Many people have been asking how I am doing lately. I can’t imagine why, except that perhaps it has something to do with having broken my back in an aircraft accident while returning from a service trip recently. My physical healing is progressing well. There have been a number of answers to prayer in that area and that make me very grateful for the thousands who are interceding on my behalf. That is truly a ministry of Christ - asking the Father to heal and retore the physically broken.

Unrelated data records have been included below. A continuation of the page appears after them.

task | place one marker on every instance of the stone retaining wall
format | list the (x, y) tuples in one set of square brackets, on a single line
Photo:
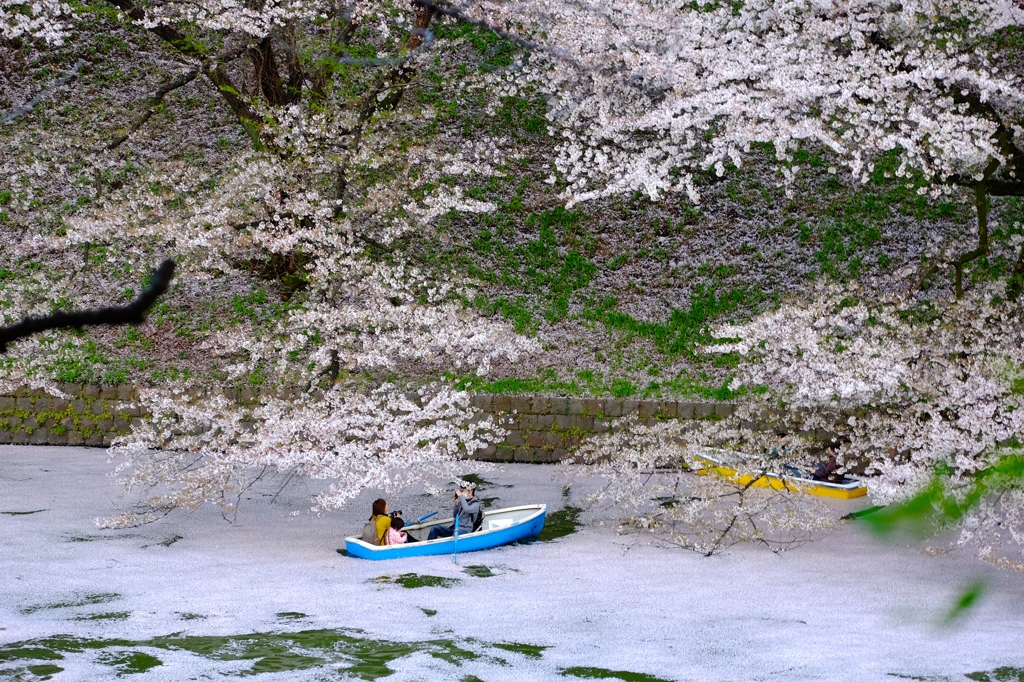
[(90, 416), (541, 428)]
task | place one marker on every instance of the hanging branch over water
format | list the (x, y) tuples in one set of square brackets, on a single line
[(133, 313)]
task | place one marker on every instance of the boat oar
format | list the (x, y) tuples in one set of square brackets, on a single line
[(455, 545)]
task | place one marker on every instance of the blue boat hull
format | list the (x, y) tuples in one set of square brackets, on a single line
[(527, 527)]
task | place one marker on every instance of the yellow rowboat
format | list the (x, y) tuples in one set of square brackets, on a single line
[(798, 481)]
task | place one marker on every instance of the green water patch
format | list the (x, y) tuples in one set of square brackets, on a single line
[(290, 615), (413, 581), (478, 571), (166, 542), (560, 523), (44, 672), (1004, 674), (860, 514), (92, 539), (337, 651), (129, 663), (605, 674), (84, 600), (481, 482), (112, 615), (529, 650)]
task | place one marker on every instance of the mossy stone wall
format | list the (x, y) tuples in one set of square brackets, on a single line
[(542, 428)]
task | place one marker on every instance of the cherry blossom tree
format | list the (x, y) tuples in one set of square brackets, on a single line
[(925, 401), (640, 95)]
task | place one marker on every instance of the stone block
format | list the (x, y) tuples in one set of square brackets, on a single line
[(71, 389), (540, 405), (521, 403), (704, 410), (522, 455), (514, 439), (648, 408), (613, 408), (577, 407), (501, 403), (553, 438)]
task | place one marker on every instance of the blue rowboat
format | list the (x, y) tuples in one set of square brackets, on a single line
[(500, 526)]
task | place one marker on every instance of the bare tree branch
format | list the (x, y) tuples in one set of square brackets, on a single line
[(133, 313)]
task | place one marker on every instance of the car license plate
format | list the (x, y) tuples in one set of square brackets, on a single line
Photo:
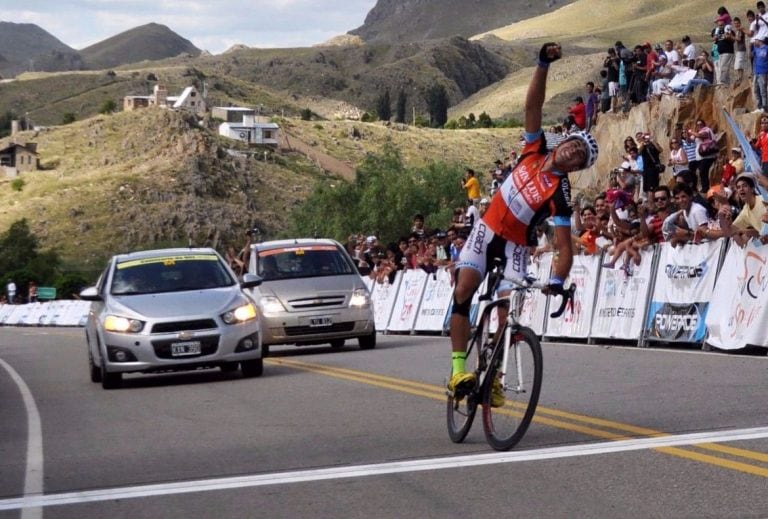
[(181, 349), (320, 321)]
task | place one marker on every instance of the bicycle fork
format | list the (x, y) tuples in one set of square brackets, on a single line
[(511, 348)]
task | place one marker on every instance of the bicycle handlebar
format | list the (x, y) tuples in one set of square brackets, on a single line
[(567, 294)]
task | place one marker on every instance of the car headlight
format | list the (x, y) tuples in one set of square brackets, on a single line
[(359, 298), (271, 305), (115, 323), (240, 314)]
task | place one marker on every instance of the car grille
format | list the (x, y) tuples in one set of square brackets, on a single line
[(208, 346), (307, 303), (181, 326), (292, 331)]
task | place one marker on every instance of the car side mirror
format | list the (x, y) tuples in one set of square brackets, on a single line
[(90, 294), (251, 280)]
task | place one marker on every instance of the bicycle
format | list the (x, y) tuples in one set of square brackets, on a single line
[(512, 355)]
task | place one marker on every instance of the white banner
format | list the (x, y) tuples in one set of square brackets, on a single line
[(621, 298), (436, 301), (685, 281), (407, 302), (575, 321), (383, 298), (738, 314)]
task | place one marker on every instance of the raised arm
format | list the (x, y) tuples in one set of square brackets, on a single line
[(534, 99)]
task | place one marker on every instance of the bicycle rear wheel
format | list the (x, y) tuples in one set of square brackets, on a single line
[(520, 382), (461, 411)]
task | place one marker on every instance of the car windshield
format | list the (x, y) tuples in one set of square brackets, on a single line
[(301, 262), (173, 273)]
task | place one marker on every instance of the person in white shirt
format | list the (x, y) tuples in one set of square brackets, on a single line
[(689, 52), (11, 291), (690, 219)]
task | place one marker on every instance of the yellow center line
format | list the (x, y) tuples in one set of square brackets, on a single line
[(547, 416)]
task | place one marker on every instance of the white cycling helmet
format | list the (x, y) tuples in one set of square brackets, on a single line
[(591, 143)]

However, there is another side to suffering that I wanted to give you all an update on and that is the spiritual / emotional side. It would be easy to be devastated in my situation as I am anticipating my first child in a couple months, I am trying to finish my house to be ready for her and, generally speaking, I thrive on extensive outdoor activity and physical work. Now, I won’t even be able to pick up my child out of a crib until she’s several months old. But instead of devastation, I feel your prayers holding me up and constantly reminding me of some important biblical principles for suffering. Principles I have the privilege of revisiting and teaching year after year with my students, but principles which mean nothing until they are applied in the context of real-world suffering.

Principle 1: It’s OK to not understand:

We go over this in Job every year. He is devastated physically and emotionally by the loss of everything he has and his response in 1:21 is

“Naked I came from my mother’s womb,

And naked I will depart.

The LORD gave and the LORD has taken away;

May the name of the Lord be praised.”

It sure seems like he weathered that well, but then you realize it doesn’t stop there. The enemy doubles down and through Job’s “friends” brings 35 chapters worth of continued torment in trying to convince him that it’s his fault. This pushes Job to a pretty dark place where in 18:6 he even says, “…then I know that God has wronged me and drawn his net around me.” But finally, God, not being content to leave his friend languishing in despair, meets him and gives him a virtual tour of the universe. One which, oddly enough, doesn’t explain any of his suffering but rather showcases the incredible sovereignty and wisdom of God. At the end of it, Job’s response is,

“Surely I spoke of a thing I did not understand,

Things too wonderful for me to know…

My ears had heard of you but now my eyes have seen you.

Therefore I despise myself and repent in dust and ashes.”

(42:3,5)

Job is humbled by the knowledge that God knows more than he could ever possibly hope to about what’s going on in the background of his suffering (which suddenly seems quite small in the grand scheme).

I think what he finds and what I find through this experience, is that because God is both good and wise, I can trust him unreservedly without having to understand the meaning of it all. He is truly worthy of the kind of trust that says, “shall we accept good from God and not trouble?”